Não houve ainda uma ruptura que
alterasse a base dos fundamentos da modernidade. O máximo que se poderia dizer
é que houve uma exacerbação do uso livre da razão a ponto de colocar a
modernidade em situação de risco, em estágio elevado de esgotamento. A rigor,
estar à beira do abismo não significa ainda descontinuidade. Na tentativa de
encontrar um contorno para o que está acontecendo no mundo, alguns pensadores
que recusam a expressão pós-modernidade vêm criando novos conceitos para a
crise de sociabilidade.
O sociólogo polonês, Zygmunt
Bauman, criou a "modernidade líquida", como tradução do fim da perspectiva
de longo prazo, do descolamento do poder dos espaços tradicionais da política
para zonas sociais difusas, do fortalecimento do sistema de insegurança social,
da competição aética e do individualismo inconsequente. Bauman é um dos que
usam a metáfora do caçador para ilustrar o comportamento agressivo de uma
sociedade impulsionada pela economia do consumismo.
As reflexões de Bauman têm sido
de grande valor para o desvendar do imbróglio em que se meteram os ideais
etnocentristas formuladores da modernidade. Ajudam a criar paralelos e a
mostrar que apesar de magnífico em suas intenções, o Iluminismo foi traído pela
incapacidade de ouvir o outro e de considerar os saberes deixados fora do
escopo da sua brilhante racionalidade. Acho que "modernidade líquida"

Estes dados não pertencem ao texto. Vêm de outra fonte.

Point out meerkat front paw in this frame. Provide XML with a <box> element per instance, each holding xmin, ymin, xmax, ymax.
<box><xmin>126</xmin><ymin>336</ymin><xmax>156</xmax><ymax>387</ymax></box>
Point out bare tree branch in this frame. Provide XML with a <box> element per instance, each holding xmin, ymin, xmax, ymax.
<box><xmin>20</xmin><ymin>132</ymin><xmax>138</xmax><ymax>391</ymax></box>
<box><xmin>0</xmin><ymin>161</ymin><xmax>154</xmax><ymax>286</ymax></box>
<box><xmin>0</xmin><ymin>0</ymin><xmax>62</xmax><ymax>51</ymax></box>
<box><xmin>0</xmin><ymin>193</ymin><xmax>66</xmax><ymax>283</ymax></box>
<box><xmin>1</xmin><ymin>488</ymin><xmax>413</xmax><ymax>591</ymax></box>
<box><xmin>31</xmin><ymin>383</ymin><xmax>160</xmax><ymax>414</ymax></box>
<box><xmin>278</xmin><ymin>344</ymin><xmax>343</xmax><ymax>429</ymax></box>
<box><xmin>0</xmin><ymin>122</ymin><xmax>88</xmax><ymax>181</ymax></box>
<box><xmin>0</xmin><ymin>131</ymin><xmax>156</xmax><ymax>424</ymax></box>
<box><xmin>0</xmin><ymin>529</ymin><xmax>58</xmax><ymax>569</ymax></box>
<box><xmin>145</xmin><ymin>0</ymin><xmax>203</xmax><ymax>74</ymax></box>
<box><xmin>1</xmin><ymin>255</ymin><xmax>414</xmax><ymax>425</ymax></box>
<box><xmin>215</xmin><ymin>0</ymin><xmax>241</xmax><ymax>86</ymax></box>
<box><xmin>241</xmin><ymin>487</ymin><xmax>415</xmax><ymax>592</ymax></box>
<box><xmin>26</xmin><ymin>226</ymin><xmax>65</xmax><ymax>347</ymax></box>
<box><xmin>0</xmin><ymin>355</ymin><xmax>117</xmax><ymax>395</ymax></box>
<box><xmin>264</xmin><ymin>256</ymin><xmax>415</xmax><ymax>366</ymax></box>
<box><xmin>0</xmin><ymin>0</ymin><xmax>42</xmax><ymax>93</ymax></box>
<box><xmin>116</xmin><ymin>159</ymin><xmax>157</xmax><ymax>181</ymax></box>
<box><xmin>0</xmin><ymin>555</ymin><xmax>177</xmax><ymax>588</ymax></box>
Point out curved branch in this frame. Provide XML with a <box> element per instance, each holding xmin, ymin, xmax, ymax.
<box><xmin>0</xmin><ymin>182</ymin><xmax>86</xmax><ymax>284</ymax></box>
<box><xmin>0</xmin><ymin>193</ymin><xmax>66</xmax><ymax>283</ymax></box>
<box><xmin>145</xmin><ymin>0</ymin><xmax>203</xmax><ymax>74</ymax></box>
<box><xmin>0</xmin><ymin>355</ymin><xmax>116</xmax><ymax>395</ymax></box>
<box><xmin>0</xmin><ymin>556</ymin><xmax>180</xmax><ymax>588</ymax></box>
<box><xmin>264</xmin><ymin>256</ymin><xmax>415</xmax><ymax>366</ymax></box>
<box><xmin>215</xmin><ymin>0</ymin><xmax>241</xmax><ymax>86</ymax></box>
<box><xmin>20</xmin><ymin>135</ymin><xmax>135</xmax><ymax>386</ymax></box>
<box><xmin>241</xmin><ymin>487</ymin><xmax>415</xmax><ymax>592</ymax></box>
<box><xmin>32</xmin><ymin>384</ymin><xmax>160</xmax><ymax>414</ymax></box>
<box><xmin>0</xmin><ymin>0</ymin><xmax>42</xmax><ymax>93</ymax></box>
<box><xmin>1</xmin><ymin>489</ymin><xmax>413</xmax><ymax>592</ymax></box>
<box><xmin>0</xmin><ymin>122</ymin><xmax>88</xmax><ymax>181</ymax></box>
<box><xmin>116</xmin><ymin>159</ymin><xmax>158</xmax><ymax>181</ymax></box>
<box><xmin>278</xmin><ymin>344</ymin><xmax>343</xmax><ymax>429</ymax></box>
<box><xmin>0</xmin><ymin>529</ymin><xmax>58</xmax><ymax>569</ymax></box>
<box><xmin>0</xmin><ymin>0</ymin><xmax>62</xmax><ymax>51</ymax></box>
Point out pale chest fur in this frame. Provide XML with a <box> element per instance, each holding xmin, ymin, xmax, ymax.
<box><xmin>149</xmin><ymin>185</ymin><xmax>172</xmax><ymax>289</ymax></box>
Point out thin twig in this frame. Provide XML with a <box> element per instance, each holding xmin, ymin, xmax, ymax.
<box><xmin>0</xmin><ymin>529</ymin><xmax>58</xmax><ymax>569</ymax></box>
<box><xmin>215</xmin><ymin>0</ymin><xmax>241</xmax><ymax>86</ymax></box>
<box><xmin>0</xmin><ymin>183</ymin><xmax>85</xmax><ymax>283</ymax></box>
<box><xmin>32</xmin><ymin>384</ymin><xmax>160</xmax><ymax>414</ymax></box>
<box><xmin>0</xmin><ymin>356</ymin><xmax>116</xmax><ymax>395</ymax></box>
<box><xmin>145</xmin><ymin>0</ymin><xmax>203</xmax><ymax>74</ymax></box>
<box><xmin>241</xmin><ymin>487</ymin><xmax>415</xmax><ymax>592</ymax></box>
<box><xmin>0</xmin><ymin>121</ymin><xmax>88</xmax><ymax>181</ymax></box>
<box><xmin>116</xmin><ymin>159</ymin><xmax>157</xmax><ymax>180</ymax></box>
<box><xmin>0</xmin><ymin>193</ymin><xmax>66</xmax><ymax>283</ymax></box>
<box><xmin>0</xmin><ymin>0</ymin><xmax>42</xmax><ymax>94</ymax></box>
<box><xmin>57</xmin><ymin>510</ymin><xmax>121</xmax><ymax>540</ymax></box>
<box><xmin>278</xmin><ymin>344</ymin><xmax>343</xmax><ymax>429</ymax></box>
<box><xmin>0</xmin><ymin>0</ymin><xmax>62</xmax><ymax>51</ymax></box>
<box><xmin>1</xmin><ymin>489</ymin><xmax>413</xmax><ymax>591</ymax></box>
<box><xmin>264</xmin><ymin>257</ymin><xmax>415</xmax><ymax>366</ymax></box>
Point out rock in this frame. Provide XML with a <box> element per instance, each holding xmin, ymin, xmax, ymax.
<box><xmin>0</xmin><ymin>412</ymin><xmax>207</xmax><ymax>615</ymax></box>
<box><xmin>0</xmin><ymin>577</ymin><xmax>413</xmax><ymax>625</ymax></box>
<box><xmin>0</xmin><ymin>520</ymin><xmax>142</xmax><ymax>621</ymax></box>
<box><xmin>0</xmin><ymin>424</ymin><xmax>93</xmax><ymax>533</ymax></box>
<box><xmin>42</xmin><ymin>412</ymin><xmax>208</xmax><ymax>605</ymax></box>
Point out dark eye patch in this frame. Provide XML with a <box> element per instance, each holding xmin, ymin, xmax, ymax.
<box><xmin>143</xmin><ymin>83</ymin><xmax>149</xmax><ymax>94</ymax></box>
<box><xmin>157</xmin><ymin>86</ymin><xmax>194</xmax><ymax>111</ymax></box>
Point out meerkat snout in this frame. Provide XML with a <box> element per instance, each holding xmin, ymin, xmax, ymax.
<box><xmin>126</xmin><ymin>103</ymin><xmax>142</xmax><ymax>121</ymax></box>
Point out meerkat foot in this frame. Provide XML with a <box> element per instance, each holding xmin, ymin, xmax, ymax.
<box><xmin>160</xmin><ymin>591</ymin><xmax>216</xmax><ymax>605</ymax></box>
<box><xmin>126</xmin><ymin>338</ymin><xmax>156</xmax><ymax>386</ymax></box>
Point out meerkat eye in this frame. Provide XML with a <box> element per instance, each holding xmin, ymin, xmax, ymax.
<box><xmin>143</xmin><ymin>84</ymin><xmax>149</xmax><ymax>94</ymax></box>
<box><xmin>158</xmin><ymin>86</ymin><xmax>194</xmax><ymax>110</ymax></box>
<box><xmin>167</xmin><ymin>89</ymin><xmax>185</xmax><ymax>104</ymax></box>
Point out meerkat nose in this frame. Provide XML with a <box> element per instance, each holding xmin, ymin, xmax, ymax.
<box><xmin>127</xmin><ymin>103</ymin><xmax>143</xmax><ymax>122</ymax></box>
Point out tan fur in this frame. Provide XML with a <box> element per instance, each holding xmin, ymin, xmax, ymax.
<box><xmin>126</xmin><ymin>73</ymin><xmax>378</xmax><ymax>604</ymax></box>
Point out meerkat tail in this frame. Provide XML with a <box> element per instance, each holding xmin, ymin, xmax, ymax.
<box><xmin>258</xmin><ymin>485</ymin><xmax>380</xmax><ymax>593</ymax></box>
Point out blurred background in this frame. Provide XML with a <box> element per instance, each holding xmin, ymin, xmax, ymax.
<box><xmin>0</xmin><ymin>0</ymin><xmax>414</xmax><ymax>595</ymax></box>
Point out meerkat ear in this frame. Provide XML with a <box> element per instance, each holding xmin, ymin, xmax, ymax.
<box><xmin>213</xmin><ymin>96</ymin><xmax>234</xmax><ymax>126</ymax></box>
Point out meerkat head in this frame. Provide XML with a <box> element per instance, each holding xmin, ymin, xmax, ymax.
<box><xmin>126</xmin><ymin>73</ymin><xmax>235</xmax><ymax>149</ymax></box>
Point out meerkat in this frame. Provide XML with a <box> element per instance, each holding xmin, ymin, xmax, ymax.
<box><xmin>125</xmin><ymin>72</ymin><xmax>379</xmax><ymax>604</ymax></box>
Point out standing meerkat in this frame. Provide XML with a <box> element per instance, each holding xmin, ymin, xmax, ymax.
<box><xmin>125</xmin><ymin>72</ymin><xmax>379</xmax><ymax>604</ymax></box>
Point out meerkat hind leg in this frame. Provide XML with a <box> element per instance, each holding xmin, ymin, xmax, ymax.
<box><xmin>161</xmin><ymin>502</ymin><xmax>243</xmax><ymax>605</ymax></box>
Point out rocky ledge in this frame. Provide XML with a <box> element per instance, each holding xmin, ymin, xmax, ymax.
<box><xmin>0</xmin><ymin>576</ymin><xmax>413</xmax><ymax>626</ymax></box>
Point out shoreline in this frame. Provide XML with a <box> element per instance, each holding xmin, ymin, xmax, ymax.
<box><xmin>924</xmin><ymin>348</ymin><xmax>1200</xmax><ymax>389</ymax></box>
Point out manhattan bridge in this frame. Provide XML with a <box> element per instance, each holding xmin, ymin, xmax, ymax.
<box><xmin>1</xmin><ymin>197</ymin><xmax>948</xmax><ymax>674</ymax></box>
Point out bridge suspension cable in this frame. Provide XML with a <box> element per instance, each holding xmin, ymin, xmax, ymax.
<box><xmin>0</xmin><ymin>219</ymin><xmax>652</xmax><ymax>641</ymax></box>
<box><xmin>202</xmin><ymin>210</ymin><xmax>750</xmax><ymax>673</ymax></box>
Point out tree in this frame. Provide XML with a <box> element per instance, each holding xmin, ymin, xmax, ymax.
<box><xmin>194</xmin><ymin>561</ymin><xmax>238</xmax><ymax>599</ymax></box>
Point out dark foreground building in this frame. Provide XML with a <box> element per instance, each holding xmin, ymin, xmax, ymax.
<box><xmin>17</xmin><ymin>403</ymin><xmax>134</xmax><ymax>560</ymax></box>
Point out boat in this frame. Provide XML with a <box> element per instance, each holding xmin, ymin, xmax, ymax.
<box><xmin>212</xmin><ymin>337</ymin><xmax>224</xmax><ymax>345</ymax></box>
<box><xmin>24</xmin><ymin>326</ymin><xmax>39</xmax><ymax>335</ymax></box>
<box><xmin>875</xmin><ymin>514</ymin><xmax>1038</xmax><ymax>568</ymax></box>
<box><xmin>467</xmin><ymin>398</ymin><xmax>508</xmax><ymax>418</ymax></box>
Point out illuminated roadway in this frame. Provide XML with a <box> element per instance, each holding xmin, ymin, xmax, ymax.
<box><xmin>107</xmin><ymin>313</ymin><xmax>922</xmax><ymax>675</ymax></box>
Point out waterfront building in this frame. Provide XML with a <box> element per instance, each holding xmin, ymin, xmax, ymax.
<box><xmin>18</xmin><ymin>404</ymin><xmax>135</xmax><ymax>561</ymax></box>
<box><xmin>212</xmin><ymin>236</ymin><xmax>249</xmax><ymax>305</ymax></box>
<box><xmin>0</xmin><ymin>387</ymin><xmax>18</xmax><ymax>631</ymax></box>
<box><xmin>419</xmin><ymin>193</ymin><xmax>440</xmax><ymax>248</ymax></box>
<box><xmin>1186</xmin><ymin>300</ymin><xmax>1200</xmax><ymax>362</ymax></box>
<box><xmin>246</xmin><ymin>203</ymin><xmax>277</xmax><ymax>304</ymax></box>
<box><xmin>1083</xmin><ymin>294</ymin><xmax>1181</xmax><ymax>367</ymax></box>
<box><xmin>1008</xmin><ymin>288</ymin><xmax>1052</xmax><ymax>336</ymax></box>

diz pouco da cultura do excesso, da insaciabilidade e do imediatismo.
Nem pós-modernidade, nem
modernidade líquida. Prefiro a "hipermodernidade" do filósofo francês
Gilles Lipovetsky, na busca de entender situações como o presentismo, o
fundamentalismo tecnológico, a degradação dos limites urbanos e as bolhas
virtuais. Acho que esse termo se aproxima mais do que seria a figura expandida
da cleptocracia, utilizada pelo biólogo estadunidense Jared Diamond para
explicar as transferências da riqueza líquida da sociedade para as classes
dominantes, políticas, religiosas, intelectuais, sindicais, de ajuda
humanitária e econômicas.
A hipermodernidade poderia muito
bem corresponder à Baixa Modernidade, da mesma maneira que se convencionou
caracterizar de Baixa Idade Média o tempo em torno da crise do modelo de
produção e proteção feudal, até a chegada da Renascença, como uma afirmação de
mudança para a modernidade. Qual, então, o recurso metafórico que poderia
representar a hipermodernidade? Para mim, a figura do lenhador é bem mais
ajustada do que a do caçador.
O lenhador, assim como o caçador,
é um matador de seres vivos, um destruidor da própria base de subsistência. Em
termos figurativos, não estaria ligando para a desertificação, pois, em caso de
esgotamento das reservas do seu entorno poderia se deslocar para outras áreas
verdes. O fato de viver cortando árvores, com machados ou motosserras, o
projeta no mundo dos significados como um consumidor indiscriminado dos
recursos naturais.
No momento em que as mudanças
climáticas se acentuam com as catástrofes resultantes do aquecimento global, da
devastação do meio ambiente e da explosão demográfica, vejo na imagem do
lenhador uma metáfora bem mais ajustada ao comportamento comum da humanidade do
que a analogia do caçador. O lenhador é uma figura que vem da oralidade
medieval e, nas fábulas como em João e Maria, está associado ao desespero
provocado pelos limites da sobrevivência, tanto que se submete ao dolo de
largar os filhos na floresta para que sejam entregues à própria sorte.
A exploração florestal
indiscriminada, as madeireiras sem escrúpulos, as motoniveladoras de lâminas
rascantes, as carretas e as embarcações transportadoras de árvores
assassinadas, os troncos valiosos que descem pelos rios do contrabando, tudo
isso se encaixa na metáfora do lenhador. A ideia de que a natureza estaria à
disposição do bel-prazer da natureza humana, como se fosse algo desintegrado e
inesgotável, está nas raízes da modernidade e na sua fase de corte, que é a
hipermodernidade.
Ainda levaremos várias décadas
para que a desmodernidade aconteça e, ai sim, cheguemos à pós-modernidade.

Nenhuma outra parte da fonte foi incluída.